ISBN 978-85-85905-10-1
Área
Bioquímica e Biotecnologia
Autores
Oliveira, C. (UFLA) ; Marcussi, S. (UFLA) ; Simão, A. (UFLA) ; Ramos, V. (UFLA)
Resumo
Compostos naturais têm sido amplamente estudados com o objetivo de complementar a soroterapia antiofídica. Neste trabalho avaliou-se o potencial inibidor do ácido ascórbico e do complexo vitamínico composto por ácido ascórbico, vitamina E e todas as vitaminas do complexo B sobre a atividade coagulante induzida pelas peçonhas de Bothrops moojeni, B. jararacussu e B. alternatus. O complexo vitamínico e o ácido ascórbico isoladamente inibiram a atividade coagulante das peçonhas analisadas, com os resultados mais expressivos sendo observados para o ácido ascórbico que manteve o plasma fluído por 15,52 e 30,48 minutos, nos ensaios contendo as peçonhas de B. jararacussu e B. alternatus, respectivamente, na proporção 1:5 (peçonha/ ácido ascórbico, m/m).
Palavras chaves
atividade antiofídica; compostos naturais; serpentes botrópicas
Introdução
Envenenamentos ofídicos constituem um problema de saúde publica global tanto pela sua incidência, quanto pela gravidade de seus efeitos (HARRISON et al., 2009).

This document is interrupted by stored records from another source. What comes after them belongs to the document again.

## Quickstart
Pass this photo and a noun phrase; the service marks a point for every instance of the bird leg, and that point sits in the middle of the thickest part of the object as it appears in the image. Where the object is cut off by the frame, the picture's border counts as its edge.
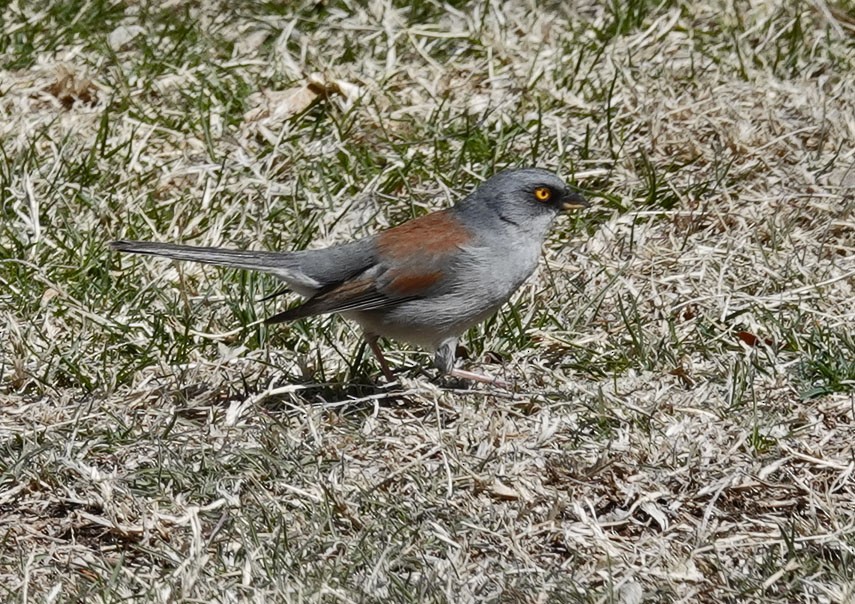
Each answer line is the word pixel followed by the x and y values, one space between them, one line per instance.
pixel 371 339
pixel 478 377
pixel 444 361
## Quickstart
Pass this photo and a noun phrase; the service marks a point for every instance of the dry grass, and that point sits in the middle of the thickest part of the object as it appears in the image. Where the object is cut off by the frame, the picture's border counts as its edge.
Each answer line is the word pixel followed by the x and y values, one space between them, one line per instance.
pixel 685 361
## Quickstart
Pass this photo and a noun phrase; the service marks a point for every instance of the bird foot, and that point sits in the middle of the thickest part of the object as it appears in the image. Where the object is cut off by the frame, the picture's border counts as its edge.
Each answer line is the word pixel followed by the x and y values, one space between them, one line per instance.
pixel 478 377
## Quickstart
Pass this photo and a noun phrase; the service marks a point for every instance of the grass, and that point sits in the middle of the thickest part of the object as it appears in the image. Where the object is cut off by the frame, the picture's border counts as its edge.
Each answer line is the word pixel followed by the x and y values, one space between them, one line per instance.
pixel 681 428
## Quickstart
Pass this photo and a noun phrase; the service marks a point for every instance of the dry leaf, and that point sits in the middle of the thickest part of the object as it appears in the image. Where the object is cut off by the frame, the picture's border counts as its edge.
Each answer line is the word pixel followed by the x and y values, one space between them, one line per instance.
pixel 272 106
pixel 499 490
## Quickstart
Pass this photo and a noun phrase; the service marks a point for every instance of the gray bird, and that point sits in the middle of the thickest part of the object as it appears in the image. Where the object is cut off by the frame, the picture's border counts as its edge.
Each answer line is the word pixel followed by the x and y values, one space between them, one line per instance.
pixel 425 281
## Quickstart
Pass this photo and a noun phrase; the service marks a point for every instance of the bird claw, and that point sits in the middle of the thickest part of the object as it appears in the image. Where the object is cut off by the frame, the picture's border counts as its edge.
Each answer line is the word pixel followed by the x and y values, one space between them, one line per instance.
pixel 478 377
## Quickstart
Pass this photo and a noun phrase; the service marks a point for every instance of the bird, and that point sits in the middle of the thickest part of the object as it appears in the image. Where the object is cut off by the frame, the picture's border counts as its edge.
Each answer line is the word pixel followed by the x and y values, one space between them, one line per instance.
pixel 423 282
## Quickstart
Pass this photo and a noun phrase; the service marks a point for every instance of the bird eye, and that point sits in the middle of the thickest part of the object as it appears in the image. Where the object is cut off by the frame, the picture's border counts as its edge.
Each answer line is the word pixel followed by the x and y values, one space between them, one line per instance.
pixel 542 194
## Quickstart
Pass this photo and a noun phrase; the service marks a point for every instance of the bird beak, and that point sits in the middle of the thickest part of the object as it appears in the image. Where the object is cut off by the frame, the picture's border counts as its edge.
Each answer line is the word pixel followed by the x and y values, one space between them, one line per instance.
pixel 574 201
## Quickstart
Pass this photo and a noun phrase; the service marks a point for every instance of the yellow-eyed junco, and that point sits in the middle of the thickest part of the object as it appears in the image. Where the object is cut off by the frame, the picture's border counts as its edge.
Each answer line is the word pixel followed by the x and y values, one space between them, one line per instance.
pixel 425 281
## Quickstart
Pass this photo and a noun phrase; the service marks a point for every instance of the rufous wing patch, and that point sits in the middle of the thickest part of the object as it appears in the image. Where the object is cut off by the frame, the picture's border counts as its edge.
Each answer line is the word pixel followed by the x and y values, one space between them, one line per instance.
pixel 411 284
pixel 433 235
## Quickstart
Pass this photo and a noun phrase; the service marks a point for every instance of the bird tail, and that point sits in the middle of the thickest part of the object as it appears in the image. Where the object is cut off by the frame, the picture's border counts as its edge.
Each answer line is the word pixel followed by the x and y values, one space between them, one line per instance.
pixel 283 265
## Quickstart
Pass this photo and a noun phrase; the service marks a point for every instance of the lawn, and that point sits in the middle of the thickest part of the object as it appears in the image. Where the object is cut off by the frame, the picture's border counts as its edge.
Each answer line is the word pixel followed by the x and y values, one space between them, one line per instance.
pixel 682 422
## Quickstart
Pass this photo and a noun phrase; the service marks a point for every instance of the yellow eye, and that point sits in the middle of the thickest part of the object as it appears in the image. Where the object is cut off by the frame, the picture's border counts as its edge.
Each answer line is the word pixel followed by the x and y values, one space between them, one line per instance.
pixel 542 194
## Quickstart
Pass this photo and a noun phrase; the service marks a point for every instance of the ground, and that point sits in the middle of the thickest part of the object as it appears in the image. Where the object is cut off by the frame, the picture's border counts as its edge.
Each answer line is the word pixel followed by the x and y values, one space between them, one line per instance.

As consequências do envenenamento vão desde disfunções na hemostasia sanguínea, mobilidade e cognição, até danos aos tecidos, amputação do membro atingido ou óbito. No Brasil, as serpentes do gênero Bothrops (família Viperidae) são as principais responsáveis pela maioria dos acidentes ofídicos, representando cerca de 80% dos casos notificados (DE OLIVEIRA et al., 2007). A principal forma de tratamento para o envenenamento ofídico é a soroterapia utilizando anticorpos equinos, que apresenta efetividade satisfatória sobre os efeitos sistêmicos sendo pouco efetiva sobre os efeitos locais. Em adição, a soroterapia tradicional pode também induzir reações adversas, além de não estar disponível para as populações de maior risco, que habitam regiões de difícil acesso (CRUZ et al., 2009). Compostos antioxidantes têm sido visados como alternativas na inibição de toxinas de peçonhas ofídicas, considerando que grande parte da toxicidade é resultante da ação oxidativa das diversas classes de enzimas. Neste contexto, as vitaminas, principais antioxidantes obtidos pela alimentação, que atuam protegendo o organismo contra danos oxidativos e, além disso, apresentam baixo custo e facilidade de aquisição, podem se apresentar como uma estratégia promissora para atuarem como adjuvantes no tratamento do ofidismo. Diante do exposto, os objetivos neste trabalho foram avaliar o potencial inibidor do ácido ascórbico e do complexo vitamínico composto por ácido ascórbico, vitamina E e todas as vitaminas do complexo B sobre a atividade coagulante induzida por peçonhas de serpentes botrópicas.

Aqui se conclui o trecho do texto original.